Up until recently, Windows Phone 7 has been something of a disaster, really.
The OS has failed to make any real impact in the smartphone market, and indeed according to some analysts Microsoft’s mobile share has actually shrunk since the launch of WP7 a year ago. Which was definitely not the plan.
Even Microsoft recently admitted that the OS was underperforming.
However, the future is now looking brighter, with the Mango Windows Phone 7.5 being well received as bringing a huge array of new features to the OS, and the roll out going smoothly unlike the last big NoDo update.
There are a number of new Windows Phone devices on the horizon, too, from the likes of HTC, Samsung and of course Microsoft’s big new partner in mobile, Nokia.
The HTC Radar and Titan are now out, and the likes of the Nokia Sea Ray (the WP7 version of the Nokia N9, basically) is due very soon.
And Microsoft is hoping its mobile OS will be revitalised by these new devices with Mango. Indeed, in an interview with All Things D, Microsoft’s Windows Phone boss Andy Lees expressed his ambition to become the number three smartphone platform behind Apple and Android.
It’ll have to overtake Symbian and Rim to achieve that aim, although the BlackBerry makers fortunes are on the downturn, and of course Symbian is a dying, rapidly shrinking platform (being replaced by WP7 at Nokia).
In theory, it’s possible, although Windows Phone 7 has been such a flop so far, it would be a massive turnaround. And of course Rim isn’t going to sit back and let BlackBerry slide, innovating with its own smartphones in terms of a new OS, QNX, which might be engineered to support Android apps.
Lees also defended Microsoft’s WP7 hardware to All Things D, as there are no phones yet which use dual-core chips, in marked contrast to Android which has a number of dual-core handsets, and the iPhone 4S which employs one.
He said that dual-core handsets were on the way for WP7, but that single core efforts ran the OS very nippily anyway – plus some of these devices are running single core 1.5GHz chips (the Titan for one) which aren’t exactly slow.

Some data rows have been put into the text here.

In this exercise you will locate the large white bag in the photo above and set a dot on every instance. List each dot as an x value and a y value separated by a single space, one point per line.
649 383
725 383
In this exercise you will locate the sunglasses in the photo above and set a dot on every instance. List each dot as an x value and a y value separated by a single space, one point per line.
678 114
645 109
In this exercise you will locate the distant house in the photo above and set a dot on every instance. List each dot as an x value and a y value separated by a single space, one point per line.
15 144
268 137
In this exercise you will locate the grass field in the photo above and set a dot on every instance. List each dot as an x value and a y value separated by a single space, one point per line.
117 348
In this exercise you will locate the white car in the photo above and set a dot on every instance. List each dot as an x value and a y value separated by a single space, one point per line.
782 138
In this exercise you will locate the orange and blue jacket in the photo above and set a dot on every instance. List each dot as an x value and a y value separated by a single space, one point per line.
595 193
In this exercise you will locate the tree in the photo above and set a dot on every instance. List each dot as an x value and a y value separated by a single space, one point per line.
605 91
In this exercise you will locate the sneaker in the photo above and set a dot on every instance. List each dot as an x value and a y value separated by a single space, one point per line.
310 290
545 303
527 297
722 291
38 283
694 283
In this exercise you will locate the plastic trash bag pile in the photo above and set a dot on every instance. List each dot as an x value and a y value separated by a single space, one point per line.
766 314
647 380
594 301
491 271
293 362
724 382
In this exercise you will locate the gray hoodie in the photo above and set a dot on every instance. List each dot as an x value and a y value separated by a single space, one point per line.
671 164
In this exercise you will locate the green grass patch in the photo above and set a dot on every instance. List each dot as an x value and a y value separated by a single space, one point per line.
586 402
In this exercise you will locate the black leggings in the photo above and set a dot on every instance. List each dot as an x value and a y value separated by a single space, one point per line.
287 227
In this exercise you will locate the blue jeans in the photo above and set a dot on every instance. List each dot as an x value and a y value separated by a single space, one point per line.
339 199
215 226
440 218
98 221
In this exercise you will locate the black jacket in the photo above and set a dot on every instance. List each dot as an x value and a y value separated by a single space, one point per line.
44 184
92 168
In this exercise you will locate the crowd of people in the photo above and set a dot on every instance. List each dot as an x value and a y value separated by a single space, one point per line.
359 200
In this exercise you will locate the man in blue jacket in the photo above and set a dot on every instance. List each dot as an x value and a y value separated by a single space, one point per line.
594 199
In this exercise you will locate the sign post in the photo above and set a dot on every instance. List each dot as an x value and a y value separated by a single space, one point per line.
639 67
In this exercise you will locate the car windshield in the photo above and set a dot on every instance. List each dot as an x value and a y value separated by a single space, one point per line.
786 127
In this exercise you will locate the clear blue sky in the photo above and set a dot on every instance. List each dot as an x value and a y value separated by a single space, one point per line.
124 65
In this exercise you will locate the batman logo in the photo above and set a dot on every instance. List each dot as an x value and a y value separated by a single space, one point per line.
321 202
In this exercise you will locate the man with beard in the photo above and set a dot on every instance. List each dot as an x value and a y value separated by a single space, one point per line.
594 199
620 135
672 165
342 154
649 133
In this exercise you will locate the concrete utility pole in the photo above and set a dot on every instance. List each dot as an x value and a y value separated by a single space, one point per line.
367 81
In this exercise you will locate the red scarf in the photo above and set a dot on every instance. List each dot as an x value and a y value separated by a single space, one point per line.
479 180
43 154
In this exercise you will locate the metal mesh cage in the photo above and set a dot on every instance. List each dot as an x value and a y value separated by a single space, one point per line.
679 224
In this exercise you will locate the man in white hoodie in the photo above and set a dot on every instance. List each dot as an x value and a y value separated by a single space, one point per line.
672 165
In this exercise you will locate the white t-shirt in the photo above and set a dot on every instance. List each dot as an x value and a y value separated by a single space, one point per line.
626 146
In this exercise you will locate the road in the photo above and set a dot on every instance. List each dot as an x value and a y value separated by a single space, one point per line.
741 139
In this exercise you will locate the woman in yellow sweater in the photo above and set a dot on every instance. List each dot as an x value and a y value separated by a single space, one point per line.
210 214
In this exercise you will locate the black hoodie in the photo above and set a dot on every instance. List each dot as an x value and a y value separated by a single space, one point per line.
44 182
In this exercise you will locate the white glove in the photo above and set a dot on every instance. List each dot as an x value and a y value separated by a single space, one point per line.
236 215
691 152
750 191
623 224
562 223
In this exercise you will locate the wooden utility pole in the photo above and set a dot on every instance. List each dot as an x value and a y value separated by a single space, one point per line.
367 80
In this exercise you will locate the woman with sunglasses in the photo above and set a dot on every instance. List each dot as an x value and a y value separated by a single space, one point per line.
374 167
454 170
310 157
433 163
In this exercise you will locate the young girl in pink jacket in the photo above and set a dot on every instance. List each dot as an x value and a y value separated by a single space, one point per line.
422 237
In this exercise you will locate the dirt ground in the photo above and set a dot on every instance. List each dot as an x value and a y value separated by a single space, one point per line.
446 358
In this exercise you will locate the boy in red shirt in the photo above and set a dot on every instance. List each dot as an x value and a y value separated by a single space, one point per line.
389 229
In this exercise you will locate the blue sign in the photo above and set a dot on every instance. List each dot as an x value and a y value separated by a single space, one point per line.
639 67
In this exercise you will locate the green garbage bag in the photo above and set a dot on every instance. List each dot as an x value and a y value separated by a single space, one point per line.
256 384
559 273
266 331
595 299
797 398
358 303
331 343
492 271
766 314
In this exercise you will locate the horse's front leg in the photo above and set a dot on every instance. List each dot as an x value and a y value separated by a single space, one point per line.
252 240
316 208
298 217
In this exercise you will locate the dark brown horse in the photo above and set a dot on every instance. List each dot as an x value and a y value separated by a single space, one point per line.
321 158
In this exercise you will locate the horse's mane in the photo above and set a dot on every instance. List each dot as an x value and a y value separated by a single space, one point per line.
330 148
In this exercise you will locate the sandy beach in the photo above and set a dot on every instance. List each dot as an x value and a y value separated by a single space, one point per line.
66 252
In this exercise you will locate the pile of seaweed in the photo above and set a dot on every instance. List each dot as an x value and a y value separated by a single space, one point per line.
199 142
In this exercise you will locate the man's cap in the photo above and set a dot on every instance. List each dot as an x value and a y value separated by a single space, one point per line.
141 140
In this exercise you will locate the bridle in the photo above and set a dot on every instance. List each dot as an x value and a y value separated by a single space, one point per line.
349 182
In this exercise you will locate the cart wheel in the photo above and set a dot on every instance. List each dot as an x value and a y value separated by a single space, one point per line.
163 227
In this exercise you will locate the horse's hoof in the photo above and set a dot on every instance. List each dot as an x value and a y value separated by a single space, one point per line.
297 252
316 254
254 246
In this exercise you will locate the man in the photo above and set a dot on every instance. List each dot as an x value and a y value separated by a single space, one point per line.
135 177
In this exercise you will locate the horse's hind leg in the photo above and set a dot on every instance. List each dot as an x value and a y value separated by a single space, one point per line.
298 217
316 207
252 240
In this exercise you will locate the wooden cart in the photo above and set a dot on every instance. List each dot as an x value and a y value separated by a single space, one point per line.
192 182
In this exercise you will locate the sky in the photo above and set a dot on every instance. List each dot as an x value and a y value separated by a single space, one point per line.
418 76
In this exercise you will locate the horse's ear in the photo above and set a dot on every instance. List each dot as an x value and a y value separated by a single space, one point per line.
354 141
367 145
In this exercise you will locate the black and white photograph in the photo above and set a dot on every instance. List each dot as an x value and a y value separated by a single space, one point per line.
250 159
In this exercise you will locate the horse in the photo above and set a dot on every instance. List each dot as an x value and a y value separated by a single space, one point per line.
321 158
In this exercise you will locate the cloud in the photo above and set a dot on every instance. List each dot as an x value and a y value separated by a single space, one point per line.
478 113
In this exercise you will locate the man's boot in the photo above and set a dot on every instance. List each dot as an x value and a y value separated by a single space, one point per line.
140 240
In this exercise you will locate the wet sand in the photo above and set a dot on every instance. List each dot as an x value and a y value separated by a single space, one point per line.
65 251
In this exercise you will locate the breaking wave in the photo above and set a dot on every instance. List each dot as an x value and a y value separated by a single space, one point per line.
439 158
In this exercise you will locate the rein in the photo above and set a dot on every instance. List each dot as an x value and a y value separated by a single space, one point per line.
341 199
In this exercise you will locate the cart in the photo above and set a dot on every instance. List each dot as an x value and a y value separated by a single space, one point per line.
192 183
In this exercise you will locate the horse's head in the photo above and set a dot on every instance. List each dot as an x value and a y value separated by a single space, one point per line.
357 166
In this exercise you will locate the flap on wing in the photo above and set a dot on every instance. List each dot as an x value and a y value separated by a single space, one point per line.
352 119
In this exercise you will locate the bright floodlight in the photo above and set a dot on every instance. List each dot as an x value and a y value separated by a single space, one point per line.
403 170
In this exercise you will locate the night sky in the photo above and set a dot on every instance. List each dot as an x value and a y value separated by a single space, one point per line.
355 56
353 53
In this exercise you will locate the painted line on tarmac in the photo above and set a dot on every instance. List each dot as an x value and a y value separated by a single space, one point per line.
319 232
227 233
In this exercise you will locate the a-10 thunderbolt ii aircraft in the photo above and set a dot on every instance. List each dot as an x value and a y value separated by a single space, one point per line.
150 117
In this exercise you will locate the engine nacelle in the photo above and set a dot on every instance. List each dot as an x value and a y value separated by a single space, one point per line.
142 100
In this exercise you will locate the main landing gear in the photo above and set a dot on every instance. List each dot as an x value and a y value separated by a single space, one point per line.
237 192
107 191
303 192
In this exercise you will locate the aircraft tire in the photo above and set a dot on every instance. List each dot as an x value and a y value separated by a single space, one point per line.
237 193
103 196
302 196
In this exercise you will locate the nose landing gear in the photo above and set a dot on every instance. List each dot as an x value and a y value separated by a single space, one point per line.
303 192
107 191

Lees also talked about LTE, telling ATD: “The first LTE phones were big and big (users) of the battery, and I think it’s possible to do it in a way that is far more efficient, and that’s what we will be doing.”
LTE WP7 smartphones are on the way, but probably not until next year. Not that this matters much to us in the UK, anyway.
The future is undoubtedly looking brighter with Mango, but until we actually see that smartphone market share finally starting to climb, the number three platform spot is definitely looking more of a mountain than a hill for Microsoft.